# ARIMA: Autoregressive Integrated Moving Average

## By Team Fourier
CS189 Project T Final

This notebook will provide an introduction into ARIMA, short for autoregressive integrated moving average. ARIMA models aim to model time series data such as the weather, stock prices, or product sales over a period of time. The focus will be on weather data which has a seasonal aspect to it. The notebook will move into SARIMAX, short for seasonal autoregressive integrated moving average, a model that allows for seasonal periodic behavior. The notebook will rely heavily on the statsmodels Python package.

## Learning Objectives

1. Provide some insight into the power of time series analysis and moving average models as opposed to traditional function fitting techniques such as linear regression.

2. Provide a brief introduction to techniques in order to determine important characteristics of your data (stationarity, seasonality) that will influence decisions when choosing a model.

3. Give an introduction into statsmodels ARIMA and SARIMAX capabilities. In real applications, these functions are what you would use to implement an ARIMA model yourself.

4. Provide some examples of visualization, an important skill for data scientists.

5. A brief example of using grid search in order to choose optimal hyperparameters.

In [None]:
import numpy as np
import pandas as pd
import matplotlib.pyplot as plt
import warnings
warnings.filterwarnings('ignore')

from statsmodels.tsa.arima_model import ARIMA
from statsmodels.tsa.stattools import adfuller, acf, pacf
from statsmodels.graphics.tsaplots import plot_acf, plot_pacf

from statsmodels.tsa.statespace.sarimax import SARIMAX

import datetime as dt

In [None]:
data = pd.read_csv('data/TSLA.csv')
time = np.array(data['Date'])
price = np.array(data['Close'])

plt.title('Tesla Stock Price')
plt.plot(time, price)
plt.xticks(time[::50])
plt.xlabel('Days since November 19, 2019')
plt.ylabel('Price')
plt.show()

For example, the graph above depicts the stock price of TSLA over time. The x-axis being time and the y-axis being f(t), the price at that point in time.

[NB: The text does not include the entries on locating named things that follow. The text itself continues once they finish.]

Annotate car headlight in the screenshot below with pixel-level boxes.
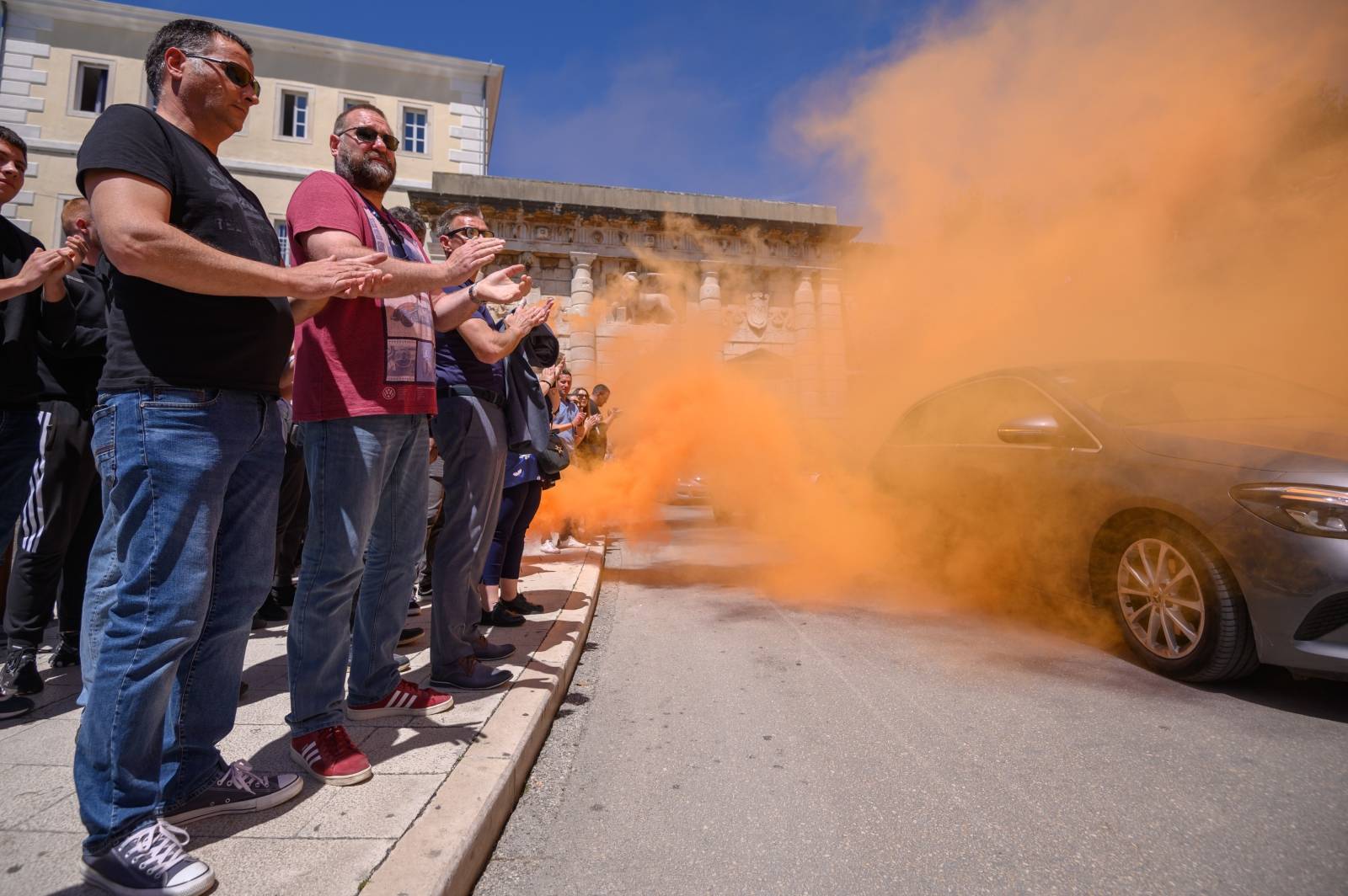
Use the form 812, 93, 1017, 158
1231, 483, 1348, 537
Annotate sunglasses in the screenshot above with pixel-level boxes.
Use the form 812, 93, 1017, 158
337, 124, 398, 152
184, 52, 261, 97
447, 227, 496, 240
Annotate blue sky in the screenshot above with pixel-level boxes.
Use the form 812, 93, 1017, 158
132, 0, 949, 222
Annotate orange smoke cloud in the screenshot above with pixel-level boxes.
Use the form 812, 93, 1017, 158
539, 0, 1348, 620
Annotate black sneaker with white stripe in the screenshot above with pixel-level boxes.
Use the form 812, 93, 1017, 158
79, 819, 216, 896
164, 759, 305, 824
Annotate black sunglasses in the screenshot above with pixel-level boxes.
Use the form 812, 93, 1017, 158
447, 227, 496, 240
184, 52, 261, 99
337, 124, 398, 152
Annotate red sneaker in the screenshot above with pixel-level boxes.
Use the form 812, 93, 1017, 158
290, 725, 373, 787
346, 680, 454, 721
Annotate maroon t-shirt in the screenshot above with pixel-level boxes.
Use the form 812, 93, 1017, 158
286, 171, 436, 420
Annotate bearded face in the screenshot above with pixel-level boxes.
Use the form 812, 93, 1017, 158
335, 140, 398, 193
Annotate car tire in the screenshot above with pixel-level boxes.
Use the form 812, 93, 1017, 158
1097, 521, 1259, 682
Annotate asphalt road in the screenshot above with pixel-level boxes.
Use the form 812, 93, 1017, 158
476, 509, 1348, 896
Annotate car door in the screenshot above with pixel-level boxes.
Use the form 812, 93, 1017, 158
878, 376, 1100, 590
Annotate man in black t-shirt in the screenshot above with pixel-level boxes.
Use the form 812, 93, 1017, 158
74, 19, 384, 896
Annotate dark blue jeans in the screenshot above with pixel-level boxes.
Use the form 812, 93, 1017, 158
286, 413, 430, 737
74, 388, 285, 854
0, 404, 42, 554
483, 480, 543, 584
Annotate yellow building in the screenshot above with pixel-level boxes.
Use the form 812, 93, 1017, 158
0, 0, 504, 252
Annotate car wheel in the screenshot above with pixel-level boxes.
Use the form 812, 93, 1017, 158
1105, 523, 1259, 682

Clearly a basic linear model wouldn't be able to model such a function of time due to its non-linearity. However, we have previously learned ways to fit non-linear functions with linear regression using feature lifting. Maybe lifting some polynomial features might help?

## Trying Linear Regression

Linear features, linear regression

In [None]:
time_steps = np.arange(0, time.shape[0], 1).astype(np.int).reshape((time.shape[0], 1))

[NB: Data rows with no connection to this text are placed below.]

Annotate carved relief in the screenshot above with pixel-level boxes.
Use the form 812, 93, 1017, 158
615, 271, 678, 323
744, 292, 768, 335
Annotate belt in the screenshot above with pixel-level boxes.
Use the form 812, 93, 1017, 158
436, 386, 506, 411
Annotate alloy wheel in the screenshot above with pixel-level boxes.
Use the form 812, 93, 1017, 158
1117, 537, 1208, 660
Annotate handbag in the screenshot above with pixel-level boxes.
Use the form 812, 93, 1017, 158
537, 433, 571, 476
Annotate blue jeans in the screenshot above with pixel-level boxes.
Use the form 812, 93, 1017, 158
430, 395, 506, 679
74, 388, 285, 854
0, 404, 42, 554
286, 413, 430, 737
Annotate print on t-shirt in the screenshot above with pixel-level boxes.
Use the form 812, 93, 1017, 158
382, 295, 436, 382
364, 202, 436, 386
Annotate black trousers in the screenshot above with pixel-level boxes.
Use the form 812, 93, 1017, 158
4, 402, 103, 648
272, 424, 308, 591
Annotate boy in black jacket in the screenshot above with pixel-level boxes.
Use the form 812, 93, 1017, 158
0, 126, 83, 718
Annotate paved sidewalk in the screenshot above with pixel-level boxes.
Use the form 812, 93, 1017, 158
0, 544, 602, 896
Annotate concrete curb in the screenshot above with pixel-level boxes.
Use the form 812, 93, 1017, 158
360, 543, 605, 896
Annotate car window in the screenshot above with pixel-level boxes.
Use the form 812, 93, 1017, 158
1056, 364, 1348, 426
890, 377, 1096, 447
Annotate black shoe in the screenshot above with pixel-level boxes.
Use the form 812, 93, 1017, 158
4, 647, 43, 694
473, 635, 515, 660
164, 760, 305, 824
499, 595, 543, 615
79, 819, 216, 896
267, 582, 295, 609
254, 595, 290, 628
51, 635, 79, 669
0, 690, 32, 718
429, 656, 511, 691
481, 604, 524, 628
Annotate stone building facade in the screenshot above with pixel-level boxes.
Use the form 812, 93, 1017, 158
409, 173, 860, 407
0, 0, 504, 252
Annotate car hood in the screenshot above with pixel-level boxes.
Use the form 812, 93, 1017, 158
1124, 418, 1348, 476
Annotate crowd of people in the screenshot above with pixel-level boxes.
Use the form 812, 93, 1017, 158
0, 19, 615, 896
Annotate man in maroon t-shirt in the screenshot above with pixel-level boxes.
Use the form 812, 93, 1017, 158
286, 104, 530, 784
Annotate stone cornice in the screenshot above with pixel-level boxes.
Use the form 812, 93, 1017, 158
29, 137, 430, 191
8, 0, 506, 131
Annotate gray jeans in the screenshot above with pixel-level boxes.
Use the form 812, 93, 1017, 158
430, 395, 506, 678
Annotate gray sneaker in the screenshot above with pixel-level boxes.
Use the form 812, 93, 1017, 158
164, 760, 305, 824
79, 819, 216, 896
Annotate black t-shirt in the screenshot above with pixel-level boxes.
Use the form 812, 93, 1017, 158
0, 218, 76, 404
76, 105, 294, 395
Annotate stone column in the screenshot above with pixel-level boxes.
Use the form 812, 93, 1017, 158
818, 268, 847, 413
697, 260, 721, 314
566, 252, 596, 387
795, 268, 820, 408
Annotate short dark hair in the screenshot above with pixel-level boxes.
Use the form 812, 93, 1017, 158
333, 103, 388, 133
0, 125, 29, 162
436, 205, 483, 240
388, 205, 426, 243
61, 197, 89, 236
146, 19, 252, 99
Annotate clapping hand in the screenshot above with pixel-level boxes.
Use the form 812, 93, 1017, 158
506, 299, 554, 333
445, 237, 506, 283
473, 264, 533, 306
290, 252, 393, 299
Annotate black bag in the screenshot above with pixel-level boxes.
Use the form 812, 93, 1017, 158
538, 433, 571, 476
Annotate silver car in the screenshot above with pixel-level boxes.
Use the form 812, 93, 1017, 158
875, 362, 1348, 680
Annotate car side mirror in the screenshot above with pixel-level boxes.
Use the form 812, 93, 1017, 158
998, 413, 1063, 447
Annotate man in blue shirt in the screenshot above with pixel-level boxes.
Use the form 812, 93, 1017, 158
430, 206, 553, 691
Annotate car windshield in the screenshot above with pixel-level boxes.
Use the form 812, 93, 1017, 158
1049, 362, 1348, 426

#TODO: run a least squares linear regression in the format Ax=b, A = time_steps, B = price
#place the result in w
#Hint: try np.linalg.lstsq
w = 0

plt.plot(time_steps, w * time_steps, label='linear fit')
plt.plot(time_steps, price, label = 'original data')
plt.legend()
plt.title('Tesla Stock Price with linear fit')
plt.xlabel('Days since November 19, 2019')
plt.ylabel('Price')
plt.show()


Polynomial features, linear regression

In [None]:
def feature_lift(X, d=2):
    """
    This function computes second order variables
    for polynomial regression.
    Input:
    X: Independent variables.
    Output:
    A data matrix composed of both first and second order terms.
    """
    
    X = np.array(X)
    X_data = []
    
    for deg in range(1, d+1):
        X_data.append(np.power(X, deg))
        
    return np.hstack(X_data)

second_order_time_steps = feature_lift(time_steps, d=2)
w_2, err_2, _, _ = np.linalg.lstsq(second_order_time_steps[:210], price[:210])

third_order_time_steps = feature_lift(time_steps, d=3)
w_3, err_3, _, _ = np.linalg.lstsq(third_order_time_steps[:220], price[:220])

fifty_order_time_steps = feature_lift(time_steps, d=50)
w_50, err_50, _, _ = np.linalg.lstsq(fifty_order_time_steps[:220], price[:220])

plt.plot(time_steps, second_order_time_steps @ w_2.T, label='deg 2 fit')
plt.plot(time_steps, third_order_time_steps @ w_3.T, label='deg 3 fit')
plt.plot(time_steps, fifty_order_time_steps @ w_50.T, label='deg 50 fit')
plt.plot(time_steps, price, label = 'original data')

plt.xlim(right=250)
plt.xlabel('Days since November 19, 2019')
plt.ylabel('Price')
plt.legend()
plt.title('Tesla stock price with linear regression on feature lift')
plt.show()

print('Training error with degree 2 features: %s' % str(err_2))
print('Training error with degree 3 features: %s' % str(err_3))
print('Training error with degree 50 features: %s' % str(err_50))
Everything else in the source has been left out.